Health And Wellbeing For BME Communities

Britain’s Black communities experience poorer health along with access to health and social care compared to the general population. There is a link between social deprivation, poverty, housing, education and cultural behaviour and norms engaging with health professionals. There is also clear evidence that racism and discrimination that can affect a person’s health status.

The combination of health inequalities and racial inequalities has the following impact:

  • Rates of detention under the Mental Health Act are higher than average for Black Caribbean and Black African compared to the rest of the population
  • Prevalence of stroke 70 per cent higher than the average
  • We are six times more likely to develop diabetes
  • Black men and women have higher incidence of cancer such as prostate, oral, stomach, and liver. There is also clear evidence of reported poor experience of cancer care treatment and support
  • Insufficient support for young people accessing mental health and counselling services.

Black staff since World War II have played a key role in the development of the NHS from its creation in 1948.  The NHS is the largest employer in the UK with over has 1.3 million staff, thus making this also the biggest employer for Black people working across a whole range of disciplines and professions. However recent research undertaken by the RCN show that black nurses are more likely to bullied and put on disciplinary compared to their white peers.

Despite attempts efforts to increase representation of black staff at senior management and board level constant restructuring of the NHS has made matters worse. A report by Middlesex University called ‘Snowy White Peaks‘ further highlights the nature of racism in the NHS on board representation and poor patient experience from black communities.

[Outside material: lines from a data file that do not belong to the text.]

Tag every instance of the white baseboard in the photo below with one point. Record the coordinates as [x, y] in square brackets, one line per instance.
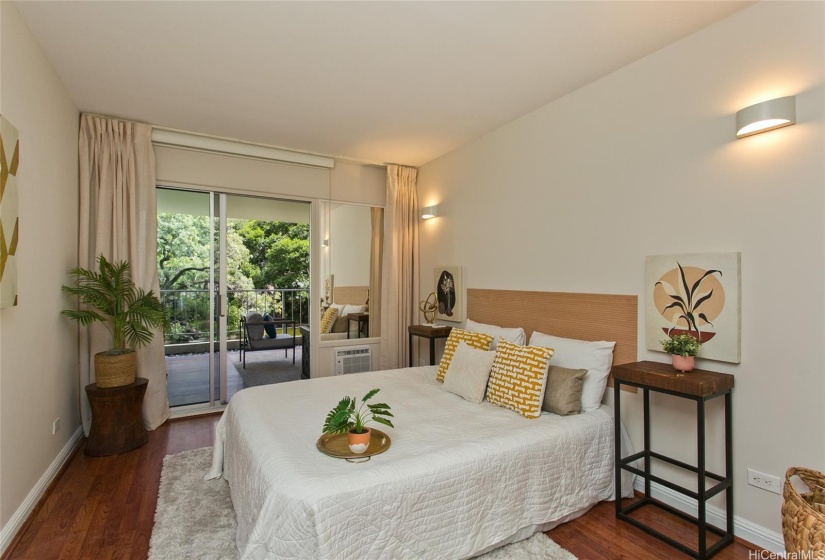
[742, 528]
[17, 520]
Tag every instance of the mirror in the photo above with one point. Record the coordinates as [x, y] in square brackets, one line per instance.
[347, 270]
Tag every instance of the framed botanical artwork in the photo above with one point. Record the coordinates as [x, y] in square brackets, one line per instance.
[9, 213]
[696, 294]
[449, 292]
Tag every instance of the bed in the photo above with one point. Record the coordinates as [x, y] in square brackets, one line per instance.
[459, 479]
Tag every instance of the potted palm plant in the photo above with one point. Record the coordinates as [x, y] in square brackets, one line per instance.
[345, 418]
[683, 349]
[128, 313]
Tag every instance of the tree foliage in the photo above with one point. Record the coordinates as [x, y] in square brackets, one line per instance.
[278, 253]
[258, 253]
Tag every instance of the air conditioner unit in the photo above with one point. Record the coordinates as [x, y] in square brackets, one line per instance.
[354, 359]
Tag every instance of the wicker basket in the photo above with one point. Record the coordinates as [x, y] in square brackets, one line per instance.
[115, 370]
[803, 515]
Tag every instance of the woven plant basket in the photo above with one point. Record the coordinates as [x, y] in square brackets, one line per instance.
[115, 370]
[803, 515]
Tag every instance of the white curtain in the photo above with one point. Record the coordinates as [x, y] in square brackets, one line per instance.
[118, 219]
[376, 258]
[399, 286]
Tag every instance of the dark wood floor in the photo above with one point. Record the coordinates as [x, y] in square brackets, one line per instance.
[103, 508]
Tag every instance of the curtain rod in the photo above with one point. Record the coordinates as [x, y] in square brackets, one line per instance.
[257, 144]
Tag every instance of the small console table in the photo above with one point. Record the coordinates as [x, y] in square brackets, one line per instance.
[117, 421]
[699, 386]
[431, 333]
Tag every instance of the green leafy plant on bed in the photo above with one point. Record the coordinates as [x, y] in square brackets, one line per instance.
[349, 416]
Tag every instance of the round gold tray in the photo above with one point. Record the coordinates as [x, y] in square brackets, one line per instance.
[335, 445]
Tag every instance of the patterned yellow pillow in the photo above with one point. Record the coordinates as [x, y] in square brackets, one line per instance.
[475, 340]
[519, 377]
[328, 319]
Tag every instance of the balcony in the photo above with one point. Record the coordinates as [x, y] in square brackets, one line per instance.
[187, 343]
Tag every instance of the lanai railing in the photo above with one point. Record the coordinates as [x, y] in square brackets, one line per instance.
[189, 311]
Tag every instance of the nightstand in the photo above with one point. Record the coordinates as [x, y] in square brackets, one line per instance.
[699, 386]
[363, 320]
[431, 333]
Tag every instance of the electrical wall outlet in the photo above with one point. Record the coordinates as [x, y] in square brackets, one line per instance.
[764, 481]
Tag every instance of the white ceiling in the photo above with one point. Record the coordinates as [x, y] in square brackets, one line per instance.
[400, 82]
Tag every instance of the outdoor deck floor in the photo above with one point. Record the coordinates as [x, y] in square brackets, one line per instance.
[187, 378]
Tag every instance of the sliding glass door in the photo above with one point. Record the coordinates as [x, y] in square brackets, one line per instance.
[221, 257]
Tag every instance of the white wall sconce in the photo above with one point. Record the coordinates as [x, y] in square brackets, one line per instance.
[765, 116]
[429, 212]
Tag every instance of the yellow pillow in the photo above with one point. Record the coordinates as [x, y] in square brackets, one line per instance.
[475, 340]
[328, 319]
[519, 378]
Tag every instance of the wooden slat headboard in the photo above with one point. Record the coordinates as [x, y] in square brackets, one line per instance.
[571, 315]
[354, 295]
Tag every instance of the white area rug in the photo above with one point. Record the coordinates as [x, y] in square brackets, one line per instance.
[194, 518]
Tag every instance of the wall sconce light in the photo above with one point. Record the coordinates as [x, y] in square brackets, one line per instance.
[429, 212]
[765, 116]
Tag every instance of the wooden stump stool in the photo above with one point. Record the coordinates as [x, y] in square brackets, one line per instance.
[117, 422]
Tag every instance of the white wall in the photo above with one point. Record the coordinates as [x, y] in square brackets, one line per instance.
[38, 347]
[350, 239]
[574, 195]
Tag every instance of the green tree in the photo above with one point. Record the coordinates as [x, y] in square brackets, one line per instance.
[279, 253]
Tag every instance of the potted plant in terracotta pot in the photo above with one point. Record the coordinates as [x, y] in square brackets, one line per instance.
[350, 418]
[683, 348]
[129, 314]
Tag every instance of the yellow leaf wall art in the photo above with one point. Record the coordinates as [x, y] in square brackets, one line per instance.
[9, 214]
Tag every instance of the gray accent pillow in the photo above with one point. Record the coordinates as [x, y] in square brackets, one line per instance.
[469, 372]
[254, 332]
[563, 395]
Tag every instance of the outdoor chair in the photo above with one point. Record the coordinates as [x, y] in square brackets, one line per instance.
[256, 334]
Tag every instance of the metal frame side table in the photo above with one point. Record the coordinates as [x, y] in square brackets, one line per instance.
[431, 333]
[699, 386]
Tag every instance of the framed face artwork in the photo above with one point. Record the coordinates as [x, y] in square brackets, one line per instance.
[695, 294]
[449, 292]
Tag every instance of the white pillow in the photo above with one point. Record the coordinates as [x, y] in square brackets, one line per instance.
[514, 335]
[468, 372]
[348, 308]
[596, 357]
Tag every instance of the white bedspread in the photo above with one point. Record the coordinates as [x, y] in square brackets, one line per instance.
[458, 478]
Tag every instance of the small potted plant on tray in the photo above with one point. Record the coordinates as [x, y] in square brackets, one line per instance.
[129, 313]
[348, 419]
[683, 348]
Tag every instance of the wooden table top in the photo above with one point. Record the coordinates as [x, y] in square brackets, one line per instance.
[657, 375]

We need a race equality strategy and a commitment by the Secretary State for Health and senior leaders in health and social care to work in partnership with service users, carers and the wider community to deliver on the following manifesto:

  •  Secretary of State for Health and Chief Medical Officer to develop a BME health and social race equality action plan with resources
  • Establish clear target and indicators on tackling racial and health inequalities for Health & Well Being Boards
  • Continue ring fence budgets from Public Health England, CCGS and Health and Well Being Boards to fund community led social marketing and health awareness programmes targeting BME communities
  • Development of cultural specific counselling and trauma conflicts services
  • Ongoing support of patient and community engagement in making health and social care service accountable
  • Development of supported housing projects for people with mental health and learning disabilities
  • Introduction of a national screening programme targeting black men and women for cancer
  • Develop quotas and target to increase senior management and non-executive board representation
  • Prevent further marketisation of the NHS but encourage development of BME led organisations as partners working in the support and delivering services
  • Introduction of a race equality strategy to tackling health inequalities with a focus on mental health, dementia, cancer, diabetes and women’s health
  • Development of a national action plan for BME elders exploring housing and social care packages including development of retirement homes in the Africa and Caribbean.

We need a new agenda and political commitment to ensure the health and wellbeing of black people is being considered seriously as voters, tax payer and contributors to the economy.

A major transformation in policy and services development is now required in the next period of Parliament to put race back on the agenda.